Only five overs were possible in the second Waltham derby, although there was time to claim a bonus point as Little Waltham ended 13 for two, with Dave Clout taking a fantastic catch at extra cover.

South Woodham Ferrers had been on a strong run in the second half of the season and the trip to Saltcoats was viewed as a potential banana skin. While Rob Wybrow once again scored more than a half-century in boundaries in his 68, only Graham Barber (27) made any other score of note in an all-out total of 173 that looked below-par. McGarry, who had hinted at his potential in the reverse fixture, had reduced Waltham to 23 for three and ended up with figures of five for 45.

Despite the early dismissal of future Waltham second-teamer Steve Gilliland, Woodham always seemed in control of their reply thanks to the brothers Rayner and Bridger with Chris Rayner (59) and Matt Bridger (51no) the key components in their seven-wicket canter.

If that defeat wasn’t totally unexpected, the following week’s reverse to bottom-placed Galleywood certainly was, with Waltham only managing 143 all out in 40 overs. Although Dave Clout (four for 45) and Paul Allen (two for 20) reduced Galleywood to 81 for 6, stands of 33 and 31 settled the match.

Back-to-back defeats for Waltham meant champions Springfield usurped them at the top. However, with the two sides meeting in the finale to the league campaign, two victories on the last two Saturdays would guarantee a second title in three years.

Chris White saved his best-batting display of the season to the best possible time, as with Gary Bloom and Neil Parrish falling for single figures, he batted 37 overs for 89 to set up a total of 225 for nine. Jim was at the forefront of the bowling display, dismissing the dangerous Raeburn and Garms and then cleaning up the tail to record figures of six for 38 a 22-run win.

So everything was now set up for the winner-takes-all clash at Dunmow Road.
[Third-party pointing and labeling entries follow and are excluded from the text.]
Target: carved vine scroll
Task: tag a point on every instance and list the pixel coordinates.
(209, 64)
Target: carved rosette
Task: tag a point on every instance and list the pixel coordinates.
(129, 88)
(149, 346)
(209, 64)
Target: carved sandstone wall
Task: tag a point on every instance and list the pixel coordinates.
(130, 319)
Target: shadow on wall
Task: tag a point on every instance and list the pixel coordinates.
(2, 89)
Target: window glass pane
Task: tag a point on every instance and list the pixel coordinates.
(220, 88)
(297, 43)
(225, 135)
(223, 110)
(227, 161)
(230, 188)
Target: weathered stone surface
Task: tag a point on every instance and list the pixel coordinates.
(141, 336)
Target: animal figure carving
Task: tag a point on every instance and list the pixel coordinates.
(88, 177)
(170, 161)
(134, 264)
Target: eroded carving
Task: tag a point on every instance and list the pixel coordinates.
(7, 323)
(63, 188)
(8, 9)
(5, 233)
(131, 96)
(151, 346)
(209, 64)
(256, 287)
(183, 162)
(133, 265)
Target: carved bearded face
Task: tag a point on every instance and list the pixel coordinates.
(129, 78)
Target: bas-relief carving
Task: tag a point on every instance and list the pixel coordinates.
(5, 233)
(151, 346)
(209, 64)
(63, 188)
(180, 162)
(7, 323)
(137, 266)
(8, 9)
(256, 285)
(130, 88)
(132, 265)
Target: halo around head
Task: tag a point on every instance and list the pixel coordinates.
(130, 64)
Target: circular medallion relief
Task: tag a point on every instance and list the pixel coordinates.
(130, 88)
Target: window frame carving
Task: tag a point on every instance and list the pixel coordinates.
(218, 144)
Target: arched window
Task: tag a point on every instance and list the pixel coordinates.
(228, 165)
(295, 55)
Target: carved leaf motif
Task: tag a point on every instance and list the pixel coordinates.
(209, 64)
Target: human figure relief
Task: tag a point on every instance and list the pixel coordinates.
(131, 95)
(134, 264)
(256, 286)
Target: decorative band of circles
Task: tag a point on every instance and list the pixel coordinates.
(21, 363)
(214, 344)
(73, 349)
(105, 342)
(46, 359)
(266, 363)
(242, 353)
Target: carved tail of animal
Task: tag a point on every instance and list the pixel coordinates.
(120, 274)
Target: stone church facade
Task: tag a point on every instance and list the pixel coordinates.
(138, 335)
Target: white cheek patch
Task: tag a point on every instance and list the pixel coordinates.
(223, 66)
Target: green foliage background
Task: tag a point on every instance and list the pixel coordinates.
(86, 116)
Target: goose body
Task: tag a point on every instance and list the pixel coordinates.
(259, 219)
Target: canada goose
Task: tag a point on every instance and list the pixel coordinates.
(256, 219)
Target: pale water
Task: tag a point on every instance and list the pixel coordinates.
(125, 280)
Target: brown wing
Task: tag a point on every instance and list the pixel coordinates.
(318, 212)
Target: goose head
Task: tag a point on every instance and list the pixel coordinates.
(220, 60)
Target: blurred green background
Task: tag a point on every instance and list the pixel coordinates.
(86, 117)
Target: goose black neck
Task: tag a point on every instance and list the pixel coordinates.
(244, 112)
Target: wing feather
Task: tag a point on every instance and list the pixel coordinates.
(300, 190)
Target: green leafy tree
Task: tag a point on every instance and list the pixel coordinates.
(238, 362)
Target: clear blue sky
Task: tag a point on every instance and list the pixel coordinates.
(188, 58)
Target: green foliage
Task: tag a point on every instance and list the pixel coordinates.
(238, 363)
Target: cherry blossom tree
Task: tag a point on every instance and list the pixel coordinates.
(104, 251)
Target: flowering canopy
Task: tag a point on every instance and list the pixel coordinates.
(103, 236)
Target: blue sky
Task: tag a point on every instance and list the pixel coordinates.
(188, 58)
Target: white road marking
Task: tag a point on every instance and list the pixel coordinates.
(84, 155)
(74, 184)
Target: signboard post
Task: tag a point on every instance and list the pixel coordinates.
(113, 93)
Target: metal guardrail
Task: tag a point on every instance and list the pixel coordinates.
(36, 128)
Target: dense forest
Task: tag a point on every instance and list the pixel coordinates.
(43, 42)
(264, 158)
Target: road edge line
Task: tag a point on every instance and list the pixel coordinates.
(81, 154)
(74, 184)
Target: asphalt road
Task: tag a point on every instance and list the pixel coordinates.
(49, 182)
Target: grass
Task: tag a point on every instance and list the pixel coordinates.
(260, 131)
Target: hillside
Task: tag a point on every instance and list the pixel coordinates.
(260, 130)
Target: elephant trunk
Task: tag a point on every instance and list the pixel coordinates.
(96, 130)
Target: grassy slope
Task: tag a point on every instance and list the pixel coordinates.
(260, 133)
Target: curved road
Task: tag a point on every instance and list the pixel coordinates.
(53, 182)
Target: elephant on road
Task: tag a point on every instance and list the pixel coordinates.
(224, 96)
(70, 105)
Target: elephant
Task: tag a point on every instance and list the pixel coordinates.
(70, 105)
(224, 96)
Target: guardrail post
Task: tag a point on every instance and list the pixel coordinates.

Given the two defeats in the previous three games and the fact the visitors were the title-holders, the neutral observer would probably have viewed Springfield as the favourite.

What transpired was arguably the most disciplined Waltham fielding and bowling performance of the season. Against the best opposition yet, the six-strong attack refused to let Springfield’s top-five get on top. While a Jimmy Symonds (51) and Bob Lightfoot (47) occupied the crease, the rate didn’t get above four an over until the final six when Simon Moon and Paul Woodward took them to 203 for six.

Given the conditions, this didn’t look like an adequate total, and it was proved thus. While Chris White’s dismissal for 13 left Waltham 27 for one, across the next 26 over Gary Bloom (88no) and Dave Clout (75) set about the much-heralded Springfield attack in a 152-run stand. Both batsmen finished with 13 fours and a six and Bloom was joined by his erstwhile opening partner Neil Parrish to see Waltham to victory and the title with a full 10 overs to spare.

So a second-title in two years and truly a team effort. Rob Wybrow managed 274 runs and yet he was seventh in the scoring list behind Neil Harman (276), Neil Parrish (294), Phil Whettell (321), Chris White (352), Dave Clout (356) and Gary Bloom (408). The honours were similarly shared in bowling with Mark Chapman leading the way with 23 wickets followed by Jim Young (17), Stuart Reeve and Dave Clout (16 each), Paul Allen (15) and Rob Wybrow (14).

While there have been great individual players before and after the 1998 season, it is hard to argue that there has ever been a better first XI to take the field for Waltham. I consider it a privilege to have watched them play.